結局、特定空家等に指定されると、毎年の固定資産税は跳ね上がるわけだ。「しかし、土地に家でも立ってさえいれば固定資産税の優遇措置が得られると思っている人はいまだに多い」(辻村氏)との指摘もあり、決して他人事とは考えずに注意が必要だ。

さらに空き家を放置し続けて、倒壊など危険な状態の場合、市町村が「取り壊して更地にせよ」と所有者に対し命令できる。それを拒否すれば50万円以下の過料が課せられる。最終的に自治体は空き家の撤去を強制的に代執行でき、その費用は持ち主に請求することになる。小規模住宅でも300万円に迫ることもあり、痛い出費になる。

特定空家等を回避する裏技とは

相続した実家を空き家にした人すべてが、そんな落とし穴にはまるのかというと、決してそうではない。すべての空き家が特定空家等に指定されるわけではないからだ。適正に管理されていれば、何の問題もないのである。

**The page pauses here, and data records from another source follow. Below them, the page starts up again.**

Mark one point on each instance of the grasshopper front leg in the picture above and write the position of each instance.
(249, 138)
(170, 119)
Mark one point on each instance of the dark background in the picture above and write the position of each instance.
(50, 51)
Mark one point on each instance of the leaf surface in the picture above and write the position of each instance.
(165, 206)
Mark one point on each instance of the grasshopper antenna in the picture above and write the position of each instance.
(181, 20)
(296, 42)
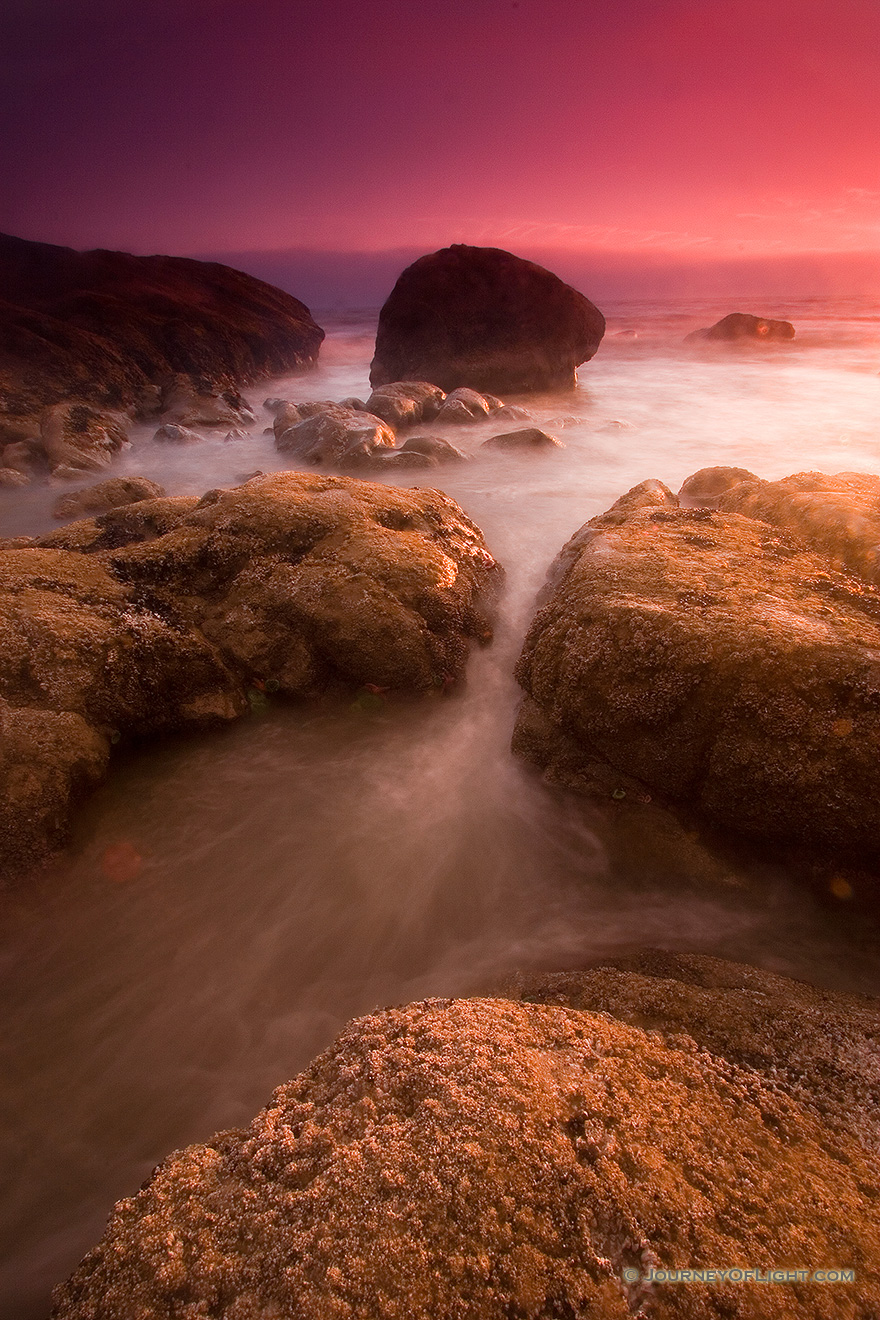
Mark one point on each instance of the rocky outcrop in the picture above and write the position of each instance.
(494, 1158)
(106, 495)
(705, 489)
(837, 515)
(742, 325)
(174, 613)
(723, 665)
(484, 318)
(337, 436)
(531, 437)
(108, 329)
(405, 403)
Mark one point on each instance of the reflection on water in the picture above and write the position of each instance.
(231, 899)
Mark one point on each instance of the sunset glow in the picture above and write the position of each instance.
(694, 128)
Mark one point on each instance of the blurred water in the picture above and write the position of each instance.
(314, 863)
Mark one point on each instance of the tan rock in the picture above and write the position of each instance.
(723, 665)
(838, 516)
(106, 495)
(74, 436)
(491, 1159)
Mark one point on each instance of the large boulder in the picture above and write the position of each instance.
(108, 329)
(838, 515)
(743, 325)
(173, 613)
(722, 663)
(482, 317)
(499, 1159)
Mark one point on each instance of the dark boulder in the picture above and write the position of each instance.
(742, 325)
(528, 438)
(482, 317)
(108, 329)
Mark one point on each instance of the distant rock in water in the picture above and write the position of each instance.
(108, 329)
(742, 325)
(106, 495)
(484, 318)
(498, 1159)
(726, 663)
(177, 613)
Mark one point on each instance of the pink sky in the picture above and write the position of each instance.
(701, 128)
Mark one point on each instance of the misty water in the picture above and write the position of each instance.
(312, 863)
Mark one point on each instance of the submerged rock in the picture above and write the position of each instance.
(492, 1158)
(106, 495)
(528, 438)
(721, 663)
(742, 325)
(482, 317)
(705, 489)
(334, 436)
(184, 405)
(405, 403)
(169, 613)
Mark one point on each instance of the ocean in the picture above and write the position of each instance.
(313, 863)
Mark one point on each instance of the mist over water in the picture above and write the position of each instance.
(313, 863)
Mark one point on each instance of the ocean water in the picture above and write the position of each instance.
(313, 863)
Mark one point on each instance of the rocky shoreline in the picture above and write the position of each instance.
(533, 1158)
(703, 671)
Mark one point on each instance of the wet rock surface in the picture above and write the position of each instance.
(180, 611)
(531, 437)
(484, 318)
(495, 1158)
(106, 495)
(723, 664)
(108, 329)
(743, 325)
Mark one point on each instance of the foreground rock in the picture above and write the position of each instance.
(487, 320)
(176, 613)
(721, 663)
(496, 1159)
(742, 325)
(106, 495)
(108, 330)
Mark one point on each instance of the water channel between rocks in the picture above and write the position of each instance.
(313, 863)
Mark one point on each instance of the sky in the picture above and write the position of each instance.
(677, 131)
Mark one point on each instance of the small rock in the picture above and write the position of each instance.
(528, 438)
(12, 477)
(106, 495)
(705, 489)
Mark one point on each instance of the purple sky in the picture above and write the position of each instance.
(670, 130)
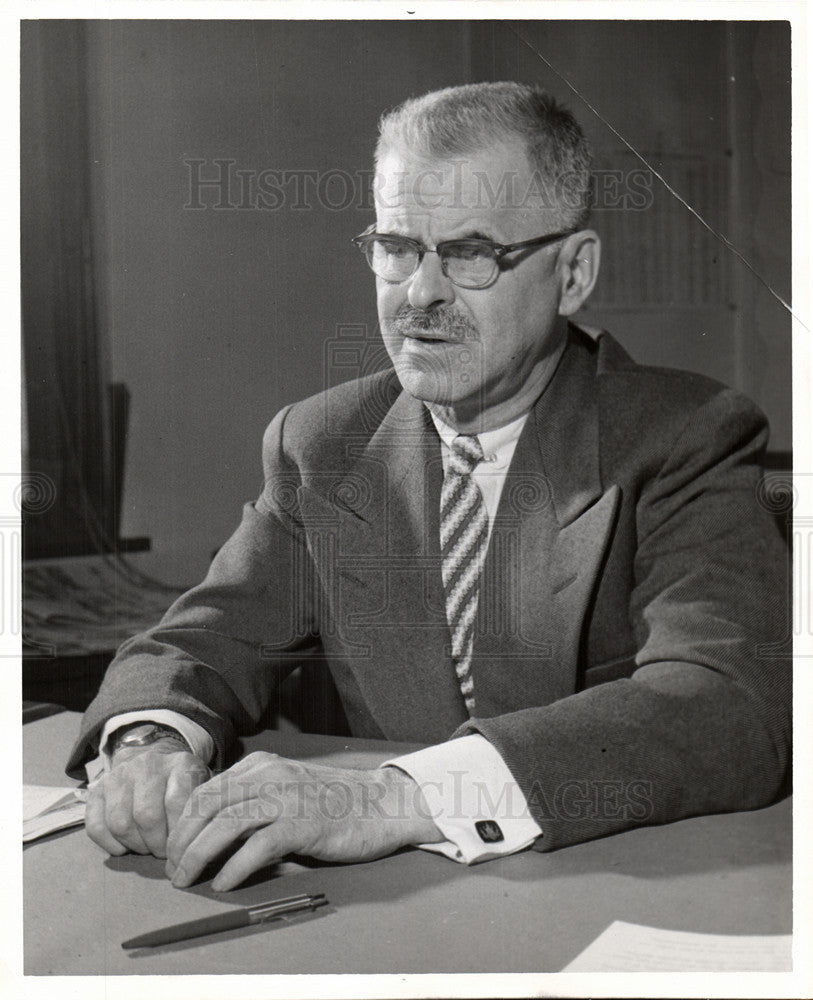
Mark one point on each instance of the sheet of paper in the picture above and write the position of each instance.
(46, 810)
(625, 947)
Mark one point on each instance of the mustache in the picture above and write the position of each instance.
(444, 322)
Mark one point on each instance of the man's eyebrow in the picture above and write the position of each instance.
(475, 234)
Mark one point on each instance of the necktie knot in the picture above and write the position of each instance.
(466, 453)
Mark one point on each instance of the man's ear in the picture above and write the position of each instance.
(578, 265)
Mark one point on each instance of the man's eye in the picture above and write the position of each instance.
(392, 248)
(469, 251)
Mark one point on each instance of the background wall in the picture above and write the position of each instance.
(216, 317)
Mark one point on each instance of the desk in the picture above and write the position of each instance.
(413, 912)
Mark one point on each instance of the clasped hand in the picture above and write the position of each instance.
(273, 805)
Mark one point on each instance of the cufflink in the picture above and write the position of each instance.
(490, 832)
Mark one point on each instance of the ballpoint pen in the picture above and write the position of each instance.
(227, 921)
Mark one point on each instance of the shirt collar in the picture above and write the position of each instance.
(492, 442)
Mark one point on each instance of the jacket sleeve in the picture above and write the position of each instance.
(703, 724)
(221, 650)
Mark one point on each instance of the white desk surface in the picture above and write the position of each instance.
(414, 912)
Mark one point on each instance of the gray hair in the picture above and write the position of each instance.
(467, 119)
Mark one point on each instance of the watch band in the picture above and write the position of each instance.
(143, 734)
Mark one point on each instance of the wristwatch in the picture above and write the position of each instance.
(143, 734)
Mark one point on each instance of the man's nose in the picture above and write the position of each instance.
(429, 286)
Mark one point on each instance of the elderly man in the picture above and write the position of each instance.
(517, 546)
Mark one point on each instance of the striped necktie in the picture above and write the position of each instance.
(463, 542)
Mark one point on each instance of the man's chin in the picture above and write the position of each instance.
(427, 385)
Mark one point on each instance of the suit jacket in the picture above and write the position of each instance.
(629, 661)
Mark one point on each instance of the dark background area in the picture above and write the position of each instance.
(215, 317)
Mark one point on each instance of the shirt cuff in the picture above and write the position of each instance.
(473, 799)
(200, 742)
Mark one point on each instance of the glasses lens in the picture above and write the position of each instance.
(470, 263)
(392, 259)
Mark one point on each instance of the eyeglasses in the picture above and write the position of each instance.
(469, 263)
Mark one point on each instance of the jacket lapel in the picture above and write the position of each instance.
(373, 535)
(374, 540)
(552, 528)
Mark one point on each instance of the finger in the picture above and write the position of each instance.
(118, 815)
(220, 833)
(95, 824)
(263, 848)
(224, 791)
(180, 785)
(149, 815)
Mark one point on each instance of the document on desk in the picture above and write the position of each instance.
(627, 947)
(46, 810)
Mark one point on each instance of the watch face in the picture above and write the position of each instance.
(139, 736)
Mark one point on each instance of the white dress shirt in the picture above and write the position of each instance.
(466, 785)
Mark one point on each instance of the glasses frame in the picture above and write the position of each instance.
(365, 239)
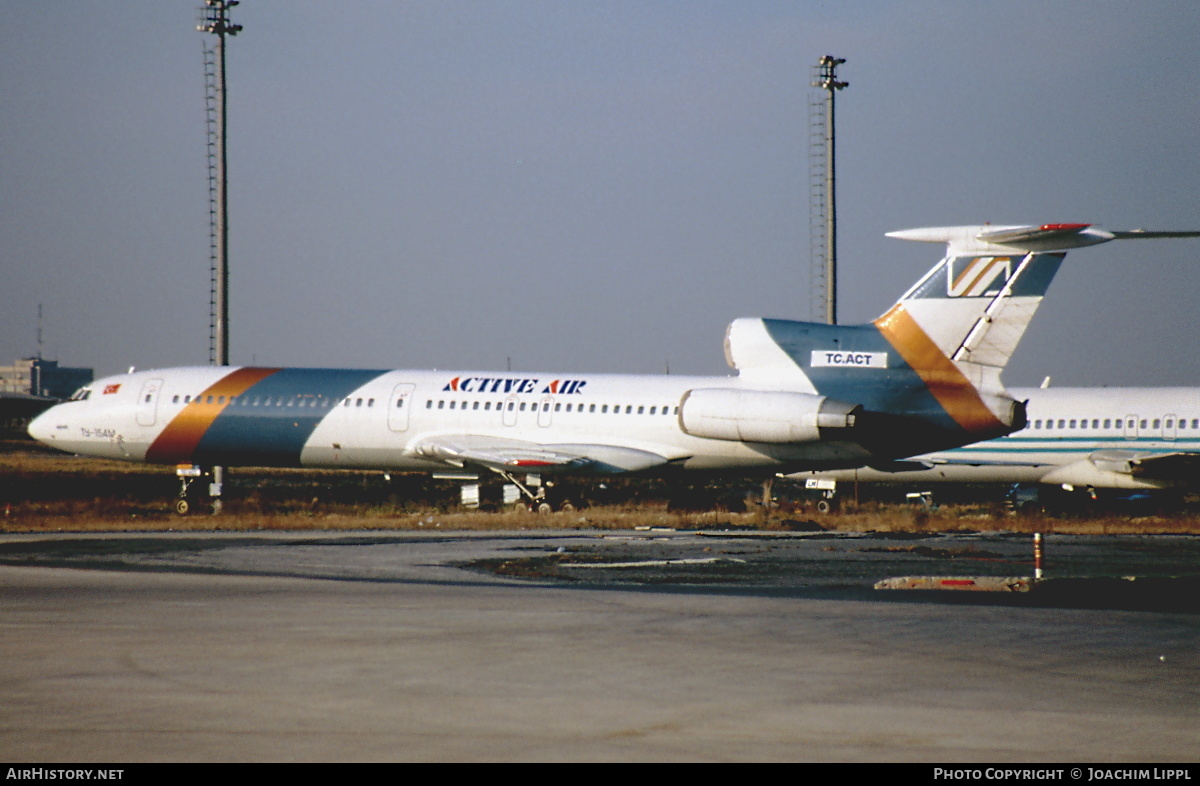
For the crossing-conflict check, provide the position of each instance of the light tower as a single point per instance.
(215, 19)
(823, 178)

「月に1度は実家に帰り、掃除をしたり庭木の整備をしていれば特定空家等に指定されることはないでしょうし、本人ではなくアウトソーシングしても何の問題もありません」と辻村氏は言う。地元のシルバー事業団や空き家対策のNPO法人、そして最近では空き家の見回りや管理を代行してくれる業者も増え、よほどの過疎地でない限り対応してくれるので、実家が空き家になっている人は、それらの活用を考えてみたらどうだろう。

一方、空き家を有効に活用するために「空き家バンク」を充実させている自治体も増えてきた。これは、空き家を貸したい、売りたいという人と、借りたい、買いたいという人を結ぶ自治体のサービスで、全国の約1700自治体のうち3分の1にあるとみられ、自治体のホームページで物件を公開している。また、国交省の後押しで、大手不動産情報サービス企業が全国版を展開している。

この先、少子高齢化が進めば、住宅として売ったり貸したりすることは、さらに難しくなるだろう。そんななか、空き家の活用法として、店舗、ゲストハウスなどに転用する動きが注目されている。自治体が空き家を借り上げて、低額で貸し出し、支援している事例もある。やはり相続した後の実家の扱いについても、自分だけで解決しようと思わないことが大切なようだ。